SQL injection enables attackers to intercept data

SQL injection is a web-security flaw that allows attackers to intercept or infer the responses. That databases return when queried by interfering with the queries that an application makes to its database. One way to avoid this is to use prepared statements. Which isolate each query parameter so that an adversary cannot see the entire scope of the data returned.

CleanTalk’s vulnerability was successfully exploited using the time-based blind SQL-injection technique, according to the researchers. This method involves sending database requests that “guess” the content of a database table. And instructing the database to delay or “sleep” the response if the guess is correct.

“For example, a request might ask the database if the first letter of the admin user’s email address. Starts with the letter ‘c,’ and instruct it to delay the response by five seconds if this is true. And then try guessing the next letters in sequence,” according to Wordfence. “There are a number of other SQL-injection techniques that can work around many forms of traditional input sanitization depending on the exact construction of the vulnerable query.”

Wordfence highlights some features in the plugin code

Wordfence did point out a few features in the plugin code that make exploiting the flaw more difficult.
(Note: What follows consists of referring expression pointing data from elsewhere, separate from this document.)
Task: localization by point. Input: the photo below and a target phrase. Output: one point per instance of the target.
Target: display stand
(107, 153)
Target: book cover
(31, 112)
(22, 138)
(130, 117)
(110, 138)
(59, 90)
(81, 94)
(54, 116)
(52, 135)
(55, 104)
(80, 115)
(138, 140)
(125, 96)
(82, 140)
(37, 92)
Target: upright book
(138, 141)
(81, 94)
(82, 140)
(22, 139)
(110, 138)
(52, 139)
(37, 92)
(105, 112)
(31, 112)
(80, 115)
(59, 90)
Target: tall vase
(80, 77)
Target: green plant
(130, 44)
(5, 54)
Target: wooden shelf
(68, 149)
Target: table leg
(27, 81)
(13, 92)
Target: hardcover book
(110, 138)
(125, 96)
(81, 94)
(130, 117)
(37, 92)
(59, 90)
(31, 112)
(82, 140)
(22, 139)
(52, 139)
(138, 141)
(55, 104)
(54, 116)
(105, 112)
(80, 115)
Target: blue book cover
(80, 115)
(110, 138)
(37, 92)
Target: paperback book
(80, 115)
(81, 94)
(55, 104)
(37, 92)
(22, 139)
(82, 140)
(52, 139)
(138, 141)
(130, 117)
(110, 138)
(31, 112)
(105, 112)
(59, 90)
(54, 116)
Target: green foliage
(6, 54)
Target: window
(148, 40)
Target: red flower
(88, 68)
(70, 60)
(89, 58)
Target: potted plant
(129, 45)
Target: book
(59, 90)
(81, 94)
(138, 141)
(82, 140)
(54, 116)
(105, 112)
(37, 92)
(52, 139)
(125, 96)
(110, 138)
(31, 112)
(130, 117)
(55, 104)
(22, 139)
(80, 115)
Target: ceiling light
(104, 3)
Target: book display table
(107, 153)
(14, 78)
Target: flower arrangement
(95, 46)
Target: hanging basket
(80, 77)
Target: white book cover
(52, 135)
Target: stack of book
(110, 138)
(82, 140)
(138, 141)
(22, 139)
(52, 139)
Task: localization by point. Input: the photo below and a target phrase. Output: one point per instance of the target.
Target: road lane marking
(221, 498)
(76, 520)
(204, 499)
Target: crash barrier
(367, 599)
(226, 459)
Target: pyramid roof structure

The vulnerable SQL query, for example, is a “insert” query

“Since data was not being inserted into a sensitive table. the insert query could not be used by an attacker to exploit the site by changing values in the database, and this also made it difficult to retrieve any sensitive data from the database,” according to Wordfence.

In addition, the SQL statement used the “sanitize text field” function to avoid SQL injection. Also, the user-agent enclosed in single quotes in the query.

“Despite these obstacles, we were able to craft a proof-of-concept capable of extracting data. From anywhere in the database by sending requests containing SQL commands in the user-agent request header,” researchers said.

Finally,  Web admins should update to the patched version of the plugin, 5.153.4, to be safe.